Avverso la sentenza CTR ha prodotto ricorso per Cassazione il Comune di Maiori, deducendo che il Regolamento di applicazione della tarsu risponde pienamente ai criteri dettati dagli articoli 62 e 66 del decr. legisl. n. 507/1993 , con la classificazione di diverse categorie, all’interno delle quali sono previste ulteriori differenziazioni in relazione alla necessità di conseguire la copertura dei costi del Servizio nella misura fissata dalla legge.
La Corte di Cassazione, Sez. V Civile, con l’Ordinanza n. 1976/2018, pubblicata il 26 gennaio 2018, ha osservato che l’art. 62 del decr. legisl. n. 507/1993, pone a carico dei possessori di immobili una presunzione legale relativa alla produzione dei rifiuti, ponendo a loro carico l’onere di indicare nella denuncia originaria o di variazione le obiettive condizioni di inutilizzabilità dei locali, le quali debbono essere riscontrate e supportate da idonea documentazione. Inoltre, l’art. 66 prevede la facoltà per i Comuni di ridurre la tariffa fino ad un terzo per le aree scoperte adibite ad uso stagionale o non continuativo risultante da licenza od autorizzazione rilasciata dai competenti organi.

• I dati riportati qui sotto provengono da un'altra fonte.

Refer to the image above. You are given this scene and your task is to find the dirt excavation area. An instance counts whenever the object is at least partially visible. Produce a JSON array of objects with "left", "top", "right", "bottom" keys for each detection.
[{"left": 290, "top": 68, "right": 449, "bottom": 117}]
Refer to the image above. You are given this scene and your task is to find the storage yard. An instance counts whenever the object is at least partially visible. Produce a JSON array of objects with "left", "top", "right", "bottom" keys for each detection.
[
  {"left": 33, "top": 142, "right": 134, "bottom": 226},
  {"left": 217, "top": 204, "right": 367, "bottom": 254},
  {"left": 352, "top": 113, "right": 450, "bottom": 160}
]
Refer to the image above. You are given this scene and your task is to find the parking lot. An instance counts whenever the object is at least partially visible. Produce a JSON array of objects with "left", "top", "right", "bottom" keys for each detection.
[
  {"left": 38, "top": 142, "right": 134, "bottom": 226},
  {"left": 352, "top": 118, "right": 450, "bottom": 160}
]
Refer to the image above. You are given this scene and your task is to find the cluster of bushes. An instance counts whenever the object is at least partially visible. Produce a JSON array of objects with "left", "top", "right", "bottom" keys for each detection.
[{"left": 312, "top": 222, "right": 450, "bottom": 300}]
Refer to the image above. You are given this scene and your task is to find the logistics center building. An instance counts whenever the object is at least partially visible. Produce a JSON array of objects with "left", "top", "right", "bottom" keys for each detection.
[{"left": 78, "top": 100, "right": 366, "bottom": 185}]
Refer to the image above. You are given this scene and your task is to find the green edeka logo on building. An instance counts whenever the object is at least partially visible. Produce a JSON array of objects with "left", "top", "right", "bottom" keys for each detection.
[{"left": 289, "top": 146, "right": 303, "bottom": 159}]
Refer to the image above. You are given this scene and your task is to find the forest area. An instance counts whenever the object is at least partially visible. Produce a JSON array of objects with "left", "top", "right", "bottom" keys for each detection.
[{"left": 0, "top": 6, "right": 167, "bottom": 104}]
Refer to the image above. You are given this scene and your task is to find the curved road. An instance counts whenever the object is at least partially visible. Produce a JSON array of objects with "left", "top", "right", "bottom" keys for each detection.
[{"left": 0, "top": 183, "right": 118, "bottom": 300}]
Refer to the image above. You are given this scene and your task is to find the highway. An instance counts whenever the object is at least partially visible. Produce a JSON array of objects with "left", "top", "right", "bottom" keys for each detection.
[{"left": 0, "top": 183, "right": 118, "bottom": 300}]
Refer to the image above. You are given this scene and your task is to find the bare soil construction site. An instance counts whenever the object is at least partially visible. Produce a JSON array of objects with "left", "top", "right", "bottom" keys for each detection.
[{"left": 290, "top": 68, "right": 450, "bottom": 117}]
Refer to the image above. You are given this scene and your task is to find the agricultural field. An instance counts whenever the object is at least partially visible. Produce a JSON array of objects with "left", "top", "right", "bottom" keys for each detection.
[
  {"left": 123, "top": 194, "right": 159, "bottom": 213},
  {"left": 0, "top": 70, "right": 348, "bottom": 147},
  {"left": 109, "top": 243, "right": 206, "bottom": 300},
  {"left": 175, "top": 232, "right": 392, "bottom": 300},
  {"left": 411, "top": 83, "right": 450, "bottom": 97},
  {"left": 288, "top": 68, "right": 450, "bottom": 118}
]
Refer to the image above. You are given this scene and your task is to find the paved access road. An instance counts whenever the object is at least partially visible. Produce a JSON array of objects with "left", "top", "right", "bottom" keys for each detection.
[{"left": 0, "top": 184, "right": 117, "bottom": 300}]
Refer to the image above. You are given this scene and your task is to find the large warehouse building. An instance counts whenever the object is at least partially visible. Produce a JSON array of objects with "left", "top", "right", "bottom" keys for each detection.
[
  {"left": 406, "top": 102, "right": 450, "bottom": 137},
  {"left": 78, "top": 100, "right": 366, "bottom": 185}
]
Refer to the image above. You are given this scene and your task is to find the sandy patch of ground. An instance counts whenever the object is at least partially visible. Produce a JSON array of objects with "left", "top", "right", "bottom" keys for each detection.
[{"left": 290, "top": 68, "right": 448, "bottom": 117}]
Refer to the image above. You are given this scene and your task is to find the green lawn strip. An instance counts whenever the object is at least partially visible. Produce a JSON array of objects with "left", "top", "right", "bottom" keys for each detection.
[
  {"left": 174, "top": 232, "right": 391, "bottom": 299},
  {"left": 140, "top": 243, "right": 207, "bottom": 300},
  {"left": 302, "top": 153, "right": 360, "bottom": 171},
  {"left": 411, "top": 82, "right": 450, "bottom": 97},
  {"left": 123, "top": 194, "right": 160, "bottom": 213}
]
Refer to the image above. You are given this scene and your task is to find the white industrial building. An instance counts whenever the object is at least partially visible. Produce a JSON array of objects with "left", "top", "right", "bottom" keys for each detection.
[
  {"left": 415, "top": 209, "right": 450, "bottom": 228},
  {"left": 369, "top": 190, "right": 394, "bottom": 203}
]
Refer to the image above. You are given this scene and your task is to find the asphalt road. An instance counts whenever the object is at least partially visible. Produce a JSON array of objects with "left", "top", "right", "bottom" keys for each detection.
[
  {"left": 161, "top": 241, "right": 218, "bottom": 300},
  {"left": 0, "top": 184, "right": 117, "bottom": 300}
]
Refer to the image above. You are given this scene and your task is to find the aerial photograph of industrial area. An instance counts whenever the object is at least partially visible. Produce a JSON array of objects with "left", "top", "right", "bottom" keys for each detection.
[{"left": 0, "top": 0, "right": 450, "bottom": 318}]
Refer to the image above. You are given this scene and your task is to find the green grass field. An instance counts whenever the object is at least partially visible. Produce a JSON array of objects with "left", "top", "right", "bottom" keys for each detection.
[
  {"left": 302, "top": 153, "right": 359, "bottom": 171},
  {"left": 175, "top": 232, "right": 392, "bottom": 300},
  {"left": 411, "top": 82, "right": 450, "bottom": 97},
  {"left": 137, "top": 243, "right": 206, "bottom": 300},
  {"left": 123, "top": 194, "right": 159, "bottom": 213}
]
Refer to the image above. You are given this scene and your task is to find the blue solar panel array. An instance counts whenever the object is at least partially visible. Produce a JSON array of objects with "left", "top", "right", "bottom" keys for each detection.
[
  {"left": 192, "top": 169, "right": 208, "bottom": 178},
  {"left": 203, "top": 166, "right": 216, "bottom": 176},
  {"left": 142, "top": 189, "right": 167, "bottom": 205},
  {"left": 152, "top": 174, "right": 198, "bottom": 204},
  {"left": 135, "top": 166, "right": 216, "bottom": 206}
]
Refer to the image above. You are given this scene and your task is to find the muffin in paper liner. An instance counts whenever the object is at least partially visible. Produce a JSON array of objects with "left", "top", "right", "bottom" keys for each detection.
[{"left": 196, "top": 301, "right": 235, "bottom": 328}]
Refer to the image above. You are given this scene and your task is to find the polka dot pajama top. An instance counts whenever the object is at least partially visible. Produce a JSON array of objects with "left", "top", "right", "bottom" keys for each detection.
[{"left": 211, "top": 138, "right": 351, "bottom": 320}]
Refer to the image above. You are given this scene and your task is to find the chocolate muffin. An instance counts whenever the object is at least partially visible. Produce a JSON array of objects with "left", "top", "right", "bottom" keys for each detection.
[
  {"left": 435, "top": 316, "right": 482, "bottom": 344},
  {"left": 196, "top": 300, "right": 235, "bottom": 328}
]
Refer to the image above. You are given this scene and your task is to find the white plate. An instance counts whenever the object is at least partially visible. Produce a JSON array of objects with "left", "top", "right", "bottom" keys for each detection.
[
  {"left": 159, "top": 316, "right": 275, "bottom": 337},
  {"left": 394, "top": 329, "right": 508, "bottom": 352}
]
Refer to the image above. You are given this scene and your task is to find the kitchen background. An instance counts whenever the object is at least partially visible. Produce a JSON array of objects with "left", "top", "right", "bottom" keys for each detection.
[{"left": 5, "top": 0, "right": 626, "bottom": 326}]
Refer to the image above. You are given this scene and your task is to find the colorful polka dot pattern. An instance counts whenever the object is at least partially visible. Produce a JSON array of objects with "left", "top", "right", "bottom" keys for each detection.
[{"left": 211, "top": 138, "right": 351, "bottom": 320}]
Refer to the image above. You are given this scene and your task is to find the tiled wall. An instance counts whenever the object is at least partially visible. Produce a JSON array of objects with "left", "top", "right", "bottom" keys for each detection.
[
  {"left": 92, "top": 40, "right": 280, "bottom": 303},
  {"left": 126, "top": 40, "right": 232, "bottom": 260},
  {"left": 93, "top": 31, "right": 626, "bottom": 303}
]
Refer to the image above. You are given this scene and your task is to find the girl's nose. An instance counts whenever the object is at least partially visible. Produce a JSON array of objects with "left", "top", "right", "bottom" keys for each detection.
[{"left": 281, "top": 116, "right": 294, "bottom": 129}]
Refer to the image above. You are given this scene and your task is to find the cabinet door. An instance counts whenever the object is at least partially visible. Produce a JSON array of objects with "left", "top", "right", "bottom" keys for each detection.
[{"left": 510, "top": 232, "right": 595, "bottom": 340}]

La Suprema Corte ha poi affermato che i rapporti tra le tariffe, indicati nell’art. 69, comma 2, del decr. legisl. n. 507/1993, non vanno riferiti alla differenza tra le tariffe applicate a ciascuna categoria ma alla relazione tra le tariffe ed i costi del Servizio discriminati in base alla loro classificazione economica, tenuto conto della maggiore capacità produttiva di uno stabilimento balneare rispetto ad altre categorie, con ciò ribadendo quanto affermato in precedenti sentenze della stessa Corte.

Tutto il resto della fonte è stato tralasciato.